In the 12 years since the conservative court majority stopped the Florida recount and handed the presidential election to Republican George W. Bush, it has studiously avoided revisiting that decision. Bush v. Gore has become The Case That Shall Not Be Named. Not once has the court cited the opinion in another decision. By comparison, in the decade after Brown v. Board of Education, the court referenced that decision more than 25 times. But an unexpected litigant may soon force the court to confront the logic of what it did in 2000: the Obama campaign. And how the court decides that case could swing the election. Again.
Obama for America has been in court in Ohio challenging the state’s move to close early voting three days before the actual election for everyone but military and overseas voters. The state had implemented early voting in 2005 after criticism of its performance in 2004, when thousands of voters faced huge lines on Election Day and many people were turned away because they didn’t vote before the polls closed. In 2008, 100,000 people, many of whom might be considered to lean Democrat (women, minorities, poor people), voted early during the weekend before the election. So last year, Ohio’s Republican-dominated state legislature decided to pull the plug on early voting, except for the people who might be more inclined to vote Republican, namely people in the military.
The Obama campaign challenged the move, and in August, a federal judge agreed that Ohio had violated the Constitution’s Equal Protection Clause by allowing some people to vote early but not others. In early October, the Sixth Circuit Court of Appeals upheld the decision and ordered Ohio to keep the polls open for the weekend for everyone if they do it for the military and overseas voters. The state has filed an emergency petition with the Supreme Court to overturn the order. The Obama campaign, naturally, is opposed, and has filed a brief arguing that Bush v. Gore demands that the court protect the integrity of the voting process. (In that case, the court stopped the Florida vote recount because it argued that the state’s procedures failed to treat all ballots equally and thus had violated the 14th Amendment.)

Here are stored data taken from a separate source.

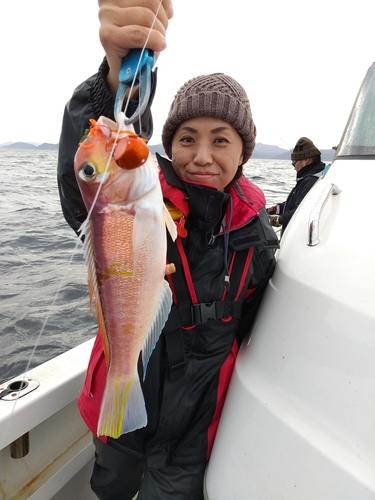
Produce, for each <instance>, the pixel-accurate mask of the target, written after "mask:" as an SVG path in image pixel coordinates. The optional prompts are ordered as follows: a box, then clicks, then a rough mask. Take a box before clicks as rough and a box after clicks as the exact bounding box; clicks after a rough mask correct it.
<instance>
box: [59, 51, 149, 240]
mask: <svg viewBox="0 0 375 500" xmlns="http://www.w3.org/2000/svg"><path fill="white" fill-rule="evenodd" d="M108 71H109V67H108V63H107V60H106V59H104V61H103V62H102V64H101V65H100V67H99V70H98V72H97V73H96V74H95V75H93V76H91V77H90V78H88V79H87V80H86V81H85V82H83V83H82V84H81V85H79V86H78V87H77V88H76V89H75V90H74V92H73V95H72V97H71V99H70V101H69V102H68V103H67V105H66V106H65V111H64V116H63V122H62V129H61V135H60V142H59V152H58V165H57V184H58V189H59V195H60V202H61V208H62V211H63V214H64V217H65V219H66V221H67V222H68V224H69V225H70V226H71V227H72V228H73V229H74V231H75V232H77V231H78V229H79V227H80V226H81V224H82V222H83V221H84V220H85V218H86V216H87V211H86V207H85V205H84V203H83V200H82V197H81V193H80V190H79V188H78V184H77V181H76V178H75V174H74V156H75V154H76V151H77V149H78V145H79V140H80V139H81V137H82V135H83V134H84V132H85V130H86V129H88V128H89V126H90V123H89V120H90V118H93V119H95V120H97V119H98V118H99V117H100V116H106V117H107V118H111V119H112V120H113V119H114V102H115V96H113V95H112V94H111V93H110V91H109V89H108V87H107V85H106V81H105V79H106V76H107V74H108ZM151 83H152V86H151V87H152V90H151V96H150V100H149V103H148V107H147V109H146V111H145V113H144V114H143V116H142V120H141V126H142V128H141V130H140V123H139V122H135V124H134V128H135V131H136V132H137V133H138V134H139V135H141V136H142V137H144V138H145V139H149V138H150V137H151V135H152V131H153V122H152V115H151V109H150V108H151V104H152V101H153V98H154V95H155V89H156V71H155V72H153V73H152V82H151ZM137 104H138V103H137V101H136V100H131V101H130V102H129V105H128V109H129V113H130V114H132V113H133V112H134V111H135V109H136V107H137Z"/></svg>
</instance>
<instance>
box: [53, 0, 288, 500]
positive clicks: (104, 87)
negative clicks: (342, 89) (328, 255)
mask: <svg viewBox="0 0 375 500" xmlns="http://www.w3.org/2000/svg"><path fill="white" fill-rule="evenodd" d="M136 3H137V2H136V0H101V2H100V5H101V9H100V22H101V39H102V43H103V46H104V49H105V52H106V58H105V60H104V62H103V63H102V65H101V66H100V68H99V71H98V73H97V74H96V75H94V76H93V77H91V78H89V79H88V80H86V82H84V83H83V84H81V85H80V86H78V87H77V89H76V90H75V91H74V93H73V96H72V98H71V99H70V101H69V102H68V104H67V106H66V109H65V113H64V118H63V125H62V132H61V137H60V145H59V160H58V185H59V192H60V200H61V205H62V209H63V213H64V216H65V218H66V220H67V222H68V223H69V224H70V225H71V227H72V228H73V229H74V230H75V231H76V232H78V230H79V227H80V225H81V223H82V222H83V221H84V220H85V218H86V216H87V212H86V209H85V206H84V204H83V201H82V197H81V194H80V191H79V188H78V185H77V182H76V180H75V176H74V155H75V152H76V150H77V147H78V142H79V139H80V137H81V136H82V134H83V133H84V131H85V129H86V128H87V127H88V124H89V119H90V118H93V119H98V118H99V117H100V116H107V117H108V118H112V119H113V114H114V94H115V92H116V85H118V70H119V66H120V62H121V58H122V57H124V56H126V54H127V52H128V50H129V49H130V48H132V47H137V46H142V44H143V43H147V47H148V48H150V49H152V50H155V51H158V50H162V49H163V47H164V45H163V39H164V35H165V30H166V27H167V20H168V18H169V17H170V15H171V14H170V2H169V1H168V0H163V2H162V4H161V10H160V11H159V13H158V22H157V23H155V27H154V29H152V30H151V33H150V37H149V38H148V39H147V40H146V36H147V35H148V34H149V32H150V29H149V28H148V26H149V24H148V23H149V22H150V20H152V19H153V18H154V14H155V11H154V9H155V8H156V7H157V6H158V2H155V1H151V0H140V2H139V5H138V6H137V5H136ZM140 27H143V28H144V30H142V29H141V28H140ZM146 28H147V29H146ZM142 33H144V35H145V40H144V41H143V40H141V39H140V36H141V34H142ZM134 40H137V42H136V43H137V44H138V45H134V43H135V42H134ZM152 84H153V92H154V91H155V85H156V75H155V74H154V75H153V78H152ZM153 92H152V94H151V95H153ZM151 102H152V97H151V99H150V102H149V106H148V109H147V110H146V111H145V112H144V114H143V115H142V119H141V120H139V122H137V123H136V124H135V128H136V131H137V133H138V134H140V135H142V136H143V137H144V138H146V139H149V137H150V136H151V133H152V119H151V112H150V109H149V107H150V105H151ZM137 104H138V103H137V99H136V96H135V95H134V96H133V99H132V100H131V101H130V103H129V109H130V111H129V113H130V114H132V112H133V109H135V108H136V107H137ZM255 138H256V128H255V125H254V121H253V117H252V113H251V108H250V103H249V99H248V96H247V94H246V92H245V90H244V88H243V87H242V86H241V85H240V84H239V83H238V82H237V81H236V80H234V79H233V78H231V77H230V76H228V75H225V74H223V73H213V74H209V75H200V76H198V77H196V78H193V79H191V80H189V81H188V82H187V83H186V84H185V85H183V86H182V87H181V88H180V90H179V91H178V92H177V94H176V95H175V98H174V100H173V102H172V105H171V107H170V110H169V114H168V116H167V119H166V122H165V124H164V127H163V132H162V143H163V146H164V150H165V152H166V154H167V156H168V158H165V157H162V156H158V157H157V160H158V162H159V166H160V176H159V178H160V183H161V187H162V192H163V196H164V202H165V205H166V207H167V208H168V210H169V212H170V213H171V215H172V217H173V219H174V221H175V223H176V227H177V233H178V236H177V239H176V242H175V243H174V242H173V241H172V240H171V239H168V243H167V261H168V262H172V263H174V264H175V266H176V272H175V273H173V274H171V275H169V276H167V278H166V279H167V280H168V282H169V284H170V287H171V290H172V294H173V302H174V303H173V306H172V309H171V311H170V314H169V318H168V320H167V322H166V324H165V326H164V328H163V330H162V333H161V335H160V338H159V340H158V342H157V344H156V346H155V348H154V350H153V352H152V354H151V357H150V359H149V362H148V366H147V371H146V373H145V378H144V379H143V367H142V362H141V360H140V362H139V375H140V380H141V385H142V391H143V394H144V398H145V404H146V410H147V418H148V422H147V425H146V426H145V427H143V428H141V429H136V430H135V431H132V432H129V433H126V434H123V435H121V436H120V437H119V438H118V439H114V438H111V437H107V436H97V422H98V415H99V410H100V404H101V400H102V395H103V389H104V385H105V381H106V376H107V366H106V363H105V357H104V354H103V345H102V340H101V336H100V333H98V335H97V337H96V340H95V344H94V347H93V351H92V354H91V358H90V361H89V366H88V369H87V376H86V379H85V382H84V386H83V389H82V391H81V394H80V396H79V402H78V405H79V410H80V412H81V415H82V417H83V419H84V421H85V422H86V424H87V426H88V427H89V429H90V430H91V431H92V433H93V435H94V444H95V465H94V470H93V474H92V478H91V487H92V489H93V491H94V492H95V494H96V495H97V496H98V498H100V499H103V500H104V499H105V500H110V499H116V500H117V499H121V500H132V499H133V497H135V495H136V494H138V497H137V499H138V500H160V499H163V500H176V499H178V500H193V499H194V500H202V499H203V477H204V471H205V467H206V463H207V460H208V459H209V457H210V453H211V448H212V445H213V440H214V438H215V434H216V429H217V426H218V423H219V419H220V415H221V410H222V407H223V404H224V399H225V394H226V391H227V387H228V384H229V381H230V377H231V373H232V369H233V366H234V361H235V359H236V355H237V351H238V348H239V345H240V344H241V341H242V340H243V338H244V337H245V335H246V334H247V333H248V332H249V330H250V328H251V325H252V322H253V319H254V316H255V314H256V311H257V308H258V305H259V302H260V300H261V297H262V295H263V292H264V289H265V287H266V285H267V283H268V280H269V278H270V277H271V276H272V273H273V271H274V267H275V258H274V251H275V249H276V248H278V239H277V237H276V235H275V232H274V230H273V229H272V227H271V225H270V223H269V220H268V215H267V212H266V208H265V197H264V194H263V192H262V191H261V190H260V189H259V188H258V187H256V186H255V185H254V184H253V183H252V182H250V181H249V180H248V179H247V178H246V177H245V176H244V175H243V172H242V169H243V165H244V163H245V162H246V161H247V160H248V159H249V158H250V157H251V155H252V153H253V150H254V147H255ZM119 245H121V241H119Z"/></svg>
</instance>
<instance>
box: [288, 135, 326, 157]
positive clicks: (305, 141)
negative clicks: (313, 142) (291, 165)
mask: <svg viewBox="0 0 375 500" xmlns="http://www.w3.org/2000/svg"><path fill="white" fill-rule="evenodd" d="M321 154H322V153H321V152H320V151H319V149H318V148H317V147H316V146H315V144H314V143H313V142H312V141H310V139H308V138H307V137H301V138H300V139H298V141H297V144H296V145H295V146H294V149H293V151H292V155H291V159H292V160H304V159H305V158H312V157H314V156H320V155H321Z"/></svg>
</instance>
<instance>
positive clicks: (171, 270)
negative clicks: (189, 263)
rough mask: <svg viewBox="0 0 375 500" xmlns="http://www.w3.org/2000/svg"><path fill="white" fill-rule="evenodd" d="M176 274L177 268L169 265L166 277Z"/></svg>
mask: <svg viewBox="0 0 375 500" xmlns="http://www.w3.org/2000/svg"><path fill="white" fill-rule="evenodd" d="M175 272H176V266H175V265H174V264H173V263H171V264H167V265H166V266H165V276H169V275H170V274H173V273H175Z"/></svg>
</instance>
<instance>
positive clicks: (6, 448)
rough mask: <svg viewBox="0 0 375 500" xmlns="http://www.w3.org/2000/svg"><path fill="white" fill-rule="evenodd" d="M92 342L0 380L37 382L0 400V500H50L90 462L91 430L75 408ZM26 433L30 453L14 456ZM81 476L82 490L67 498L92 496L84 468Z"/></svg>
mask: <svg viewBox="0 0 375 500" xmlns="http://www.w3.org/2000/svg"><path fill="white" fill-rule="evenodd" d="M92 345H93V340H90V341H88V342H85V343H84V344H82V345H80V346H78V347H76V348H74V349H72V350H70V351H68V352H66V353H64V354H62V355H60V356H57V357H56V358H54V359H52V360H51V361H48V362H47V363H44V364H42V365H40V366H39V367H37V368H34V369H33V370H30V371H29V372H28V373H27V374H25V375H24V376H20V377H17V378H16V379H14V380H13V381H9V382H8V383H7V384H3V385H2V387H5V386H8V385H9V384H11V383H12V382H14V381H27V380H29V379H32V380H36V381H37V382H38V383H39V386H38V387H37V388H36V389H35V390H33V391H32V392H30V393H28V394H26V395H25V396H23V397H19V398H18V399H17V398H15V399H14V401H5V400H3V399H0V429H1V431H0V446H1V449H0V498H1V499H2V500H16V499H17V500H23V499H32V500H49V499H51V498H53V497H54V495H56V494H58V492H60V490H61V489H62V488H63V487H64V486H65V485H67V484H68V483H69V481H71V480H72V478H73V477H74V476H75V475H76V474H77V473H78V472H79V471H81V470H83V468H84V467H85V466H86V465H87V464H88V463H89V462H90V461H91V462H92V460H93V456H94V447H93V444H92V434H91V433H90V432H89V430H88V429H87V427H86V425H85V424H84V422H83V420H82V418H81V416H80V414H79V412H78V407H77V397H78V395H79V392H80V390H81V388H82V385H83V380H84V376H85V372H86V368H87V363H88V359H89V355H90V352H91V348H92ZM24 435H26V436H27V437H28V440H29V452H28V453H27V455H26V456H24V457H23V458H12V456H11V455H12V452H13V453H14V449H16V450H17V449H18V448H22V446H19V447H17V446H16V444H17V440H18V439H19V438H20V437H21V436H24ZM12 450H13V451H12ZM82 479H83V477H82ZM84 481H85V483H86V486H85V488H84V490H85V492H86V493H79V491H82V490H78V488H77V489H76V491H75V493H73V496H65V498H66V499H67V498H69V500H74V499H77V500H78V499H79V500H84V499H85V498H96V497H95V495H94V494H93V493H92V492H91V491H90V486H89V483H88V475H87V473H86V476H85V478H84ZM81 482H82V481H81ZM60 498H61V500H62V499H63V497H60ZM56 500H57V497H56Z"/></svg>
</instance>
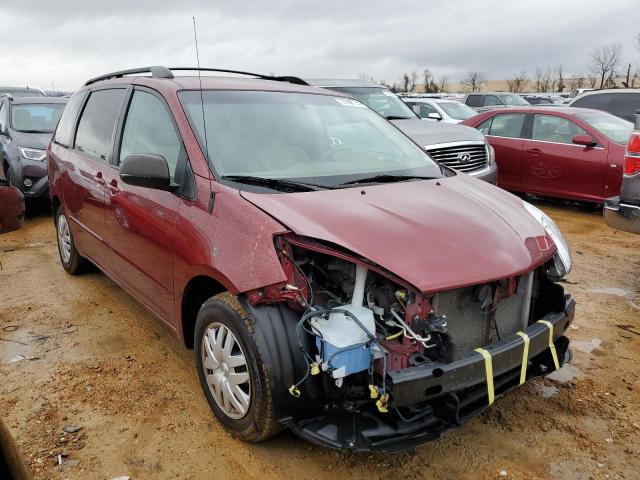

As a result, the court now will have to prove whether it was serious or simply partisan when it sided with Republicans by declaring that “[t]he right to vote is protected in more than the initial allocation of the franchise. Equal protection applies as well to the manner of its exercise.” The Ohio case could provide the court with an opportunity to “heal the wound of confidence” that Stevens so eloquently identified in his 2000 dissent. This time, though, if the court sticks with this earlier precedent, it might be helping hand the election to the Democrats, making the case a serious test of the conservatives’ true commitment to the idea of equal protection at the ballot box.